Freezing your eggs is an invasive surgery, and for some, the procedure is not an option due to finances. “I went and did my research and the procedure costs about $10,000, a month,” said Nikki. “It seems like the only way to deal with this is if you have money.”

“Right now, I can’t really think too far ahead in my future because I’m a senior in college, I’m trying to focus on graduating and job searching,” she explained. Her endometriosis also takes a toll on her post-grad job hunt.

“Even with job searching, I have to look for companies that have really good benefits. Sooner or later I’ll be 26, and there’s the possibility that I won’t get good coverage.” Without proper insurance coverage, it is not guaranteed that Nikki will be able to afford treatments in the future. Many insurance companies also discriminate against patients with pre-existing conditions like endometriosis. “It is something we should pay more attention to,” she said regarding the finances of women’s health.

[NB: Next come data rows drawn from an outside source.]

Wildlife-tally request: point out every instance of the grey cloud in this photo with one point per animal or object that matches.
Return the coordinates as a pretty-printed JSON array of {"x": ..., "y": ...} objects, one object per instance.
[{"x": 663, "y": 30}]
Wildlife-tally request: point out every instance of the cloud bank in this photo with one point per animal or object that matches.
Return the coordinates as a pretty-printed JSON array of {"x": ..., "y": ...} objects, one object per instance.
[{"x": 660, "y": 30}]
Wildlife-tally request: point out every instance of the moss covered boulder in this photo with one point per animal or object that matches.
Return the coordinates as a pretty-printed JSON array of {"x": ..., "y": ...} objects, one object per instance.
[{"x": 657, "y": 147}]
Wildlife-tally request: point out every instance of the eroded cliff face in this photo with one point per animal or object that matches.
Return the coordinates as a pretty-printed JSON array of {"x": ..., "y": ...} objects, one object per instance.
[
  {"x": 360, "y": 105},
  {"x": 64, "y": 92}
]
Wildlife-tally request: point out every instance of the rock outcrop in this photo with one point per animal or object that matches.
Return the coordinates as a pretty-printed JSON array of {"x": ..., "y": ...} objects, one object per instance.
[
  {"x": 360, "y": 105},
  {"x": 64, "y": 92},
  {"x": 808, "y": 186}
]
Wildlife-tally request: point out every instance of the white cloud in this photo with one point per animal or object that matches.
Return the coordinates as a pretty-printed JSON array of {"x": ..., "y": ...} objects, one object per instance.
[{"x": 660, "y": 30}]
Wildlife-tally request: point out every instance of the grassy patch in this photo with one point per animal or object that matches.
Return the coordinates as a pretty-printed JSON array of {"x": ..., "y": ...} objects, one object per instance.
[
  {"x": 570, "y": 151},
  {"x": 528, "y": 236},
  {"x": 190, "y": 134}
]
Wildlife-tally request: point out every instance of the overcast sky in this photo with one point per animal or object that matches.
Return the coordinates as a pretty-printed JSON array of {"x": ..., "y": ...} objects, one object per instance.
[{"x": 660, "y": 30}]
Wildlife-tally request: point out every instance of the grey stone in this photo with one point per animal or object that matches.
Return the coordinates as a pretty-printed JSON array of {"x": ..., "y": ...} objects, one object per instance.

Currently, there is no cure for endometriosis. Many patients, including Nikki, are offered laparoscopic surgery as a method to relieve symptoms and to provides both patients and doctors with more answers. A laparoscopy is a procedure where surgeons create small incisions around the abdomen and use a small camera to observe the area. It can also be used for tissue removal, which is the case for many endometriosis patients undergoing laparoscopic surgery.

“Right now, I’m looking at getting surgery in December,” she said. “For a lot of women going through this, surgery is the only way to relieve [symptoms]. It’s something they may need to have up to every five years of their life.”

“Initially, I was relieved, it finally felt like I was getting some sort of answer and remedy,” she said, reminiscing on her first reaction to being told she needed surgery. “It was weird because surgery can be a daunting thing, to go under a general anesthetic and have somebody going inside of your body.”

As her surgery date draws near, she is reminded of the realities of endometriosis. “It’s starting to set in more,” she said. “Yes, it’s an answer, but its not a definitive answer. I could have to go through this for the rest of my life.”

Despite her hardships, Nikki remains positive, focusing on the things she loves. She is a creative writing and publishing & editing major at Susquehanna University. Aside from her studies, she is a member of Alpha Delta Pi, and the Vice President of the SU Dance Corps, where she teaches ballet.

Her love for dance is what keeps her motivated and provides her with relief. “Dance has been both my creative form and my exercise since I was five years old,” said Nikki. “It’s kind of the only thing that has been very constant in my life and has never [caused me] harm. Now especially, I find myself leaning on dance so much more as a form of exercise, releasing chemicals that can relieve some of the pain.”

Dance also gives her an outlet to cope with her day to day life. “It’s so relieving to have dance because it’s something that I love and hold dear to my heart, and its also helping with the pain,” she continued.

Nikki uses her voice, and various platforms including social media, to advocate for those living with endometriosis and other chronic pain illnesses as well. She will be graduating from Susquehanna University in May, and dreams of becoming the editor of a dance magazine in the future. Her future is bright, and she will not let endometriosis slow her down.